The public version of a former deputy minister’s October 2020 report to cabinet, which prompted the NDP government to keep building Site C, did not contain a subtle caution about a major contractor.
The NDP government released the 46-page public version last Feb. 26 when Premier John Horgan revealed the megaproject’s cost had ballooned to $16 billion and wouldn’t be finished until 2025.
BC Hydro and the NDP government are withholding the full report because they say it was created for cabinet and contains a contractor’s proprietary information.
The heavily censored, 113-page version, marked “privileged and confidential,” contained a final paragraph not released in the public version. Under the heading Additional Considerations for Provincial Government, author Peter Milburn – special adviser to government – made a brief mention about Acciona, the Spanish construction giant that leads Site C's $1.75 billion main civil works contract.
“As noted above, [Peace River Hydro Partners] is currently comprised of Acciona and Samsung. Acciona has been active in the B.C. marketplace and been awarded a number of large construction contracts, including the Pattullo Bridge Replacement Bridge Project, the Broadway Subway Line, and the North Shore Wastewater Treatment Plant,” said the report, obtained via freedom of information.
“Samsung has not been as active in the local market. The agencies and governmental organizations that own or manage these projects, including BC Hydro and the Transportation Investment Corporation, should consult with each other, and share lessons learned in order to develop strategies for a better partnership with Acciona.”
Since Milburn’s $500,000 report, the $1.377 billion new Pattullo Bridge opening was delayed to 2024, the completion of the $2.83 billion Broadway Subway was delayed to 2026 and Metro Vancouver replaced Acciona with PCL on the North Shore Wastewater Treatment Plant. The North Vancouver project is costing double the original estimate at more than $1 billion and is expected to be finished in 2025. Metro Vancouver and Acciona are suing each other in BC Supreme Court.
Milburn’s summary mentioned how BC Hydro came close to firing Ernst and Young [EY] after a 2018 report. But the version for cabinet goes into greater detail, plus appendices.
EY created a report called Site C: Project Control and Risk Workstream Plan and Approach, but it was not well received and marked the beginning of a strained relationship.
BC Hydro responded with a June 2018 letter disagreeing with EY’s conclusions and put EY on notice of termination in September 2018.
“BC Hydro officials made the case that the primary reason for the tension was cost, as they were not getting value for the money spent,” said Milburn’s report.

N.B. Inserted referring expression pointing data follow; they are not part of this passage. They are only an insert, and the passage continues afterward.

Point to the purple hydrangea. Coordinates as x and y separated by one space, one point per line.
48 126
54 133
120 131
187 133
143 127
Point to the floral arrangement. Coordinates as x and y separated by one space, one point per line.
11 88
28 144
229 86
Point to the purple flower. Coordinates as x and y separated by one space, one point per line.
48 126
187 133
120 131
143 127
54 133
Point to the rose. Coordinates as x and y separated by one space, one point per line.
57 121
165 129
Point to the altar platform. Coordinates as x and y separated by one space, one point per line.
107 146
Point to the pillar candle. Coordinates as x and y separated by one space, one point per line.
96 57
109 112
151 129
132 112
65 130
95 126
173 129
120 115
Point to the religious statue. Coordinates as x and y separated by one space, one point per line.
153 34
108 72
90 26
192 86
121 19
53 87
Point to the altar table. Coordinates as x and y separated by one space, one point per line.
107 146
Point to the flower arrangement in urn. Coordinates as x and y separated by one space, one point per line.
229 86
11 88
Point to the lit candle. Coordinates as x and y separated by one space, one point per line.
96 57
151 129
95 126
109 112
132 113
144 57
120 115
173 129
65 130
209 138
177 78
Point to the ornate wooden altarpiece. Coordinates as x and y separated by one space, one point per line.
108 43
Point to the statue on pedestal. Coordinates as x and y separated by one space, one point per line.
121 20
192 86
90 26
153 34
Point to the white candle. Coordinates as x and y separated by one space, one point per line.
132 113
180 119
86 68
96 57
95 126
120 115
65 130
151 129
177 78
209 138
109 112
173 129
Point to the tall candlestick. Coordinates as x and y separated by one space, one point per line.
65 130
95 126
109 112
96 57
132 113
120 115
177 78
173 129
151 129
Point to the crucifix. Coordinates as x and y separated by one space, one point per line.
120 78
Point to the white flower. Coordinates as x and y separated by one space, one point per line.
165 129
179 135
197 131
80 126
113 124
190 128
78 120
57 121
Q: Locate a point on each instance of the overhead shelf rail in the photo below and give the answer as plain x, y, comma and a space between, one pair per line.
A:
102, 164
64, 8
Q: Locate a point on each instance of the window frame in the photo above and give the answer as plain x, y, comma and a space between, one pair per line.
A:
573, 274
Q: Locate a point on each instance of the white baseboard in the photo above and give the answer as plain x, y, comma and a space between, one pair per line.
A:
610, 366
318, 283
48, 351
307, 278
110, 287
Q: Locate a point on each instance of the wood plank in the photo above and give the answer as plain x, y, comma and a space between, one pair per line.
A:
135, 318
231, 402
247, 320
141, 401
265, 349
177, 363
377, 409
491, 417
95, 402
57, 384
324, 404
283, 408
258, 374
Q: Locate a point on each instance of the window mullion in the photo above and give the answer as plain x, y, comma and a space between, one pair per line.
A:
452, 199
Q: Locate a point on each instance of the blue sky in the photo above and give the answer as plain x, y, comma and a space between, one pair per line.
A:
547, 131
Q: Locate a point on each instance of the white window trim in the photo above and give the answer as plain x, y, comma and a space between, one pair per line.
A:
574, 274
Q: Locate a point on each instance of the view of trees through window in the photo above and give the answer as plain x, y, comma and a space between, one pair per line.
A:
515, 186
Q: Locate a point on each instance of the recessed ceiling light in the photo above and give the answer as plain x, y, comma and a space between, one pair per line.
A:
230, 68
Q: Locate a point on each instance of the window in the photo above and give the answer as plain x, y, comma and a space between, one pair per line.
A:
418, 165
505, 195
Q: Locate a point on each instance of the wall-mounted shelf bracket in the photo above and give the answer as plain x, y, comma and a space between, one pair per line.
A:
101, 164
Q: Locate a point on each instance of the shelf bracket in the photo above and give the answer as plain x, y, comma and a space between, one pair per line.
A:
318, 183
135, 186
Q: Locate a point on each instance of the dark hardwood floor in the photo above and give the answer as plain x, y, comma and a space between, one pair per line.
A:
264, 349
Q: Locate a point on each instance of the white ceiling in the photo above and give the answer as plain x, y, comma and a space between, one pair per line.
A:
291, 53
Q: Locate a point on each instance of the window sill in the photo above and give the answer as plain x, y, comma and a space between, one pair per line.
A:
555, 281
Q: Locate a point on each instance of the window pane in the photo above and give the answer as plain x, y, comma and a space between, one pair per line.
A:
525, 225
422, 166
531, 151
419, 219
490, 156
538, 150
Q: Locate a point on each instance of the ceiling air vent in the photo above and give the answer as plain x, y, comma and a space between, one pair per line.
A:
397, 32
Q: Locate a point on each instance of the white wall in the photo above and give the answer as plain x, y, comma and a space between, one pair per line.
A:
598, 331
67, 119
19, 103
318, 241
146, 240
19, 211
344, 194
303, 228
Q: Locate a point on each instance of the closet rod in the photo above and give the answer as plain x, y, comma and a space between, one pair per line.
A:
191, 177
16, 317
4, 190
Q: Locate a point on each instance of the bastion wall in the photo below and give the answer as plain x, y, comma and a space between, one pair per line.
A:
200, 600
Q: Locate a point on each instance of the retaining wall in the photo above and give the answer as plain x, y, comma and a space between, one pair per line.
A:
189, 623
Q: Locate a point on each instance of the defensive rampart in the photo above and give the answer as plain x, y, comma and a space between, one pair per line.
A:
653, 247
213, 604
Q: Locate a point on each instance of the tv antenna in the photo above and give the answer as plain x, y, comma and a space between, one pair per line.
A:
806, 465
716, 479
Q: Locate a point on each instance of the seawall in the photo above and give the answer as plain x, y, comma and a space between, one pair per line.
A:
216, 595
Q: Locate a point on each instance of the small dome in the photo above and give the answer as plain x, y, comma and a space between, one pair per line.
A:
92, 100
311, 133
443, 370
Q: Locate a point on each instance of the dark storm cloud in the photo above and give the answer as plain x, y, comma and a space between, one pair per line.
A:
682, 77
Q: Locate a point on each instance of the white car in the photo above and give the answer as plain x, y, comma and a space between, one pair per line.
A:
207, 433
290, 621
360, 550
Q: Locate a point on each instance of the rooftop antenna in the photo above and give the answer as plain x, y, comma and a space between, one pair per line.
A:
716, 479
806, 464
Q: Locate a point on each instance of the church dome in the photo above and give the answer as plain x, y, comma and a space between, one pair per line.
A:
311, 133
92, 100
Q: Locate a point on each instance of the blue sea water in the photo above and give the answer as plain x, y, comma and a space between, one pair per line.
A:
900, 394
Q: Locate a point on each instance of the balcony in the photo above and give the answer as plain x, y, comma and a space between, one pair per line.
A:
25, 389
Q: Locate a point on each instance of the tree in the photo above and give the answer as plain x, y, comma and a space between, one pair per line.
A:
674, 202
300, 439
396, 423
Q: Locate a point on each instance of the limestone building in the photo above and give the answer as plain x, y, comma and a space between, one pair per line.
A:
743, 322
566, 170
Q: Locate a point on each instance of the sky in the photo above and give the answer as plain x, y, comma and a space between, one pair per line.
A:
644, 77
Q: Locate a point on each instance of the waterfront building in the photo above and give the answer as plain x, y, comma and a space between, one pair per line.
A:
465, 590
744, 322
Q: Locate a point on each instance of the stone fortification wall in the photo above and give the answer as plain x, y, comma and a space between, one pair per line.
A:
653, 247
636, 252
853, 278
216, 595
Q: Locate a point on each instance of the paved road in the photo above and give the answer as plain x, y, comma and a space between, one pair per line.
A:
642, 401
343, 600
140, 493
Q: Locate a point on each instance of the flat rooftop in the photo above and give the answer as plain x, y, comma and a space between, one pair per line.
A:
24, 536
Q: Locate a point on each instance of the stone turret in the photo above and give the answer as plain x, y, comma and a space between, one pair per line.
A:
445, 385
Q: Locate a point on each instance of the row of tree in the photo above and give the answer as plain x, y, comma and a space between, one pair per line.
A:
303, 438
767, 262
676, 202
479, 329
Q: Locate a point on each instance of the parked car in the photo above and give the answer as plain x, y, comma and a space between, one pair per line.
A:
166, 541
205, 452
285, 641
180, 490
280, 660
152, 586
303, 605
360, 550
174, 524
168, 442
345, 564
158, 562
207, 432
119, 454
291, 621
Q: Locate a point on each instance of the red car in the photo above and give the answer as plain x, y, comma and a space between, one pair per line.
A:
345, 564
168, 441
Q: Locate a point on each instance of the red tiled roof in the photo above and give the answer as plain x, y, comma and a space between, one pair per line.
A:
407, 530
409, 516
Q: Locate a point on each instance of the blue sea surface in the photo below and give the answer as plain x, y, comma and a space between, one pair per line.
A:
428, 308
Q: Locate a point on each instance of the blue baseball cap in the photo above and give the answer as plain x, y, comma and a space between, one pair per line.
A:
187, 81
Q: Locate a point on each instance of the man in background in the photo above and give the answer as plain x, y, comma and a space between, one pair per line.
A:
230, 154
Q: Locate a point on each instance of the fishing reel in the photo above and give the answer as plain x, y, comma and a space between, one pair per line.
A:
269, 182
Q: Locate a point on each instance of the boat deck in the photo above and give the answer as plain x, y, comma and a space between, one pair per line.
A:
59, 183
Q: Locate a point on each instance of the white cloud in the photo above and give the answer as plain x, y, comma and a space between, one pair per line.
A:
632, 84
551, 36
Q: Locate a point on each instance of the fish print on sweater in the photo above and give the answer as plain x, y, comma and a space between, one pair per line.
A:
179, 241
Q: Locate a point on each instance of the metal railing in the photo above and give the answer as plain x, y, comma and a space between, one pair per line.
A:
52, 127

BC Hydro statements of financial information show it paid EY $306,822 in the fiscal year ended March 31, 2018 and $4,360,202 for 2019. Payments for the following three years averaged $1.725 million.
EY denied it was overbilling BC Hydro and asked to be allowed to observe key contractor progress meetings about the main civil works, generating station and spillways, and balance of plant. However, that was not included in the reduced statement of work signed in January 2019.
BC Hydro CEO Chris O’Riley’s June 1, 2018 letter to the Project Assurance Board criticized EY for focusing on the troubled main civil works contract, using criteria about project risks biased against project manager accountability, and for many “irreconcilable differences” with a 2016 report.
The relationship with Peace River Hydro Partners has been bumpy. Ex-partner Petrowest went into receivership in 2017 and the remaining duo has grappled with geotechnical, contract management and procurement challenges, along with the pandemic. Acciona and Samsung face a July 1, 2023 deadline to complete the main dam work, fill the reservoir and commission powerhouse units.
“BC Hydro has rarely managed a civil contract of this size and has not completed one for many years,” Milburn remarked.
O'Riley conceded it was a “challenge for the project” to be without a contractual schedule after missing the 2019 river diversion window. He claimed BC Hydro had been transparent about the situation and was working toward a settlement with PRHP.
“It is inappropriate and unfair to assess our broader capabilities using this particular contract at a time when it has been severely compromised,” O’Riley wrote.
In 2016, EY said BC Hydro’s risk management process was both robust and fulsome, and following industry best practices. But, in the 2018 report, EY said that “current practice does not reflect what would normally be expected on a project of this scale.”
The 2016 report rated BC Hydro a three or four out of five on a maturity scale. In the 2018 version, BC Hydro merited only a basic or developing rating in every category, worth one or two points on the scale.
In 2016, BC Hydro was a three overall on project governance as an approval mechanisms, with four or five scores on every subcomponent. By contrast, the 2018 report gave BC Hydro a basic score of one for governance: fact-based decision making.
“I find it difficult to reconcile two opposing views of the project from the same consultancy,” O’Riley wrote. “While the project has experienced challenges with budget and schedule, these did not result from failures of risk management and control.”